Em nosso estado há muito sou uma voz perdida junto com outras poucas que cobram a efetivação do Fundo de Cultura do Estado. Cansado de participar de reunião com presidente e presidenta de fundação, com secretário, secretária, deputado, deputada, cobrar governador, governadora, e nada acontecer, de verdade. Eles e elas passam, passarão todo(a)s e a gente continua, sempre na mesma luta, falando das mesmas coisas (que coisa!?). Esse Fundo Estadual de Cultura foi criado em 2011, quando Rosalba era governadora mas nunca existiu na prática, da forma que a gente sonhava que ele iria acontecer, com acesso direto aos recursos. Se você acessar a página da Fundação José Augusto e clicar na aba que leva você para o Fundo, literalmente, você se deparará com a data de 02 de janeiro de 2014, às 10:51. Essa é a realidade da cultura potiguar: algo esquecido pelo tempo. É forte isso!

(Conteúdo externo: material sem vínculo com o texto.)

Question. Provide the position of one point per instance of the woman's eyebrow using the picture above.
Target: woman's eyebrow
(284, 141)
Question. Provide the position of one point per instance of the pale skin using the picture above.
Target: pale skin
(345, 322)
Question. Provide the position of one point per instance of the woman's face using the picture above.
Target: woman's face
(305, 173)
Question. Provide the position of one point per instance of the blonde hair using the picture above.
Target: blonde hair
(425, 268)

O que restou e que agora está muito fortalecido é o tal do Programa Câmara Cascudo, onde o governo do estado faz uma das maiores barbáries com o trabalhador e a trabalhadora de cultura e nem percebe, ou sim, que é colocar a decisão dos projetos aprovados com dinheiro público na mão da iniciativa privada, com as empresas ditando o que será apoiado ou não. Não combina com o governo que a Professora Fátima nos prometeu lá atrás. Há dois anos, em uma reunião da deputada estadual Isolda Dantas com o setor cultural falei isso, ela se manifestou favorável a discutir o Programa Câmara Cascudo, disse que tinha coragem para puxar essa discussão, direcionou uma equipe de advogados do seu gabinete, nos reunimos por várias semanas, convidei um amigo que participou de todo o processo de transformação de uma lei semelhante (de mecenato) para a criação do FUNCULTURA de Pernambuco, mas na hora de abrir a discussão para o estado veio a campanha eleitoral e com isso a conversa se perdeu.

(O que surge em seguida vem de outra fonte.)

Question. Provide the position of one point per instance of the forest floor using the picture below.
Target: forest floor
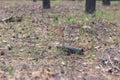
(29, 36)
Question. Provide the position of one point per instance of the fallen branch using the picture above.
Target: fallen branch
(11, 19)
(112, 63)
(71, 49)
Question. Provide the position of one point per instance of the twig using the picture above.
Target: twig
(111, 62)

Faço teatro desde 1998, vivo disso, e de lá para cá nunca houve um apoio certo do poder público de nosso estado para o setor cultural, lembrando que a cultura é um direito assegurado ao cidadão, como a saúde e a educação (nossa Constituição diz isso). Sempre aconteceram ações, algumas interessantes até, mas que nasceram para durar até o próximo gestor. Nada permanente. Permanente só a gente que fica sendo jogado de lá para cá, de reunião em reunião.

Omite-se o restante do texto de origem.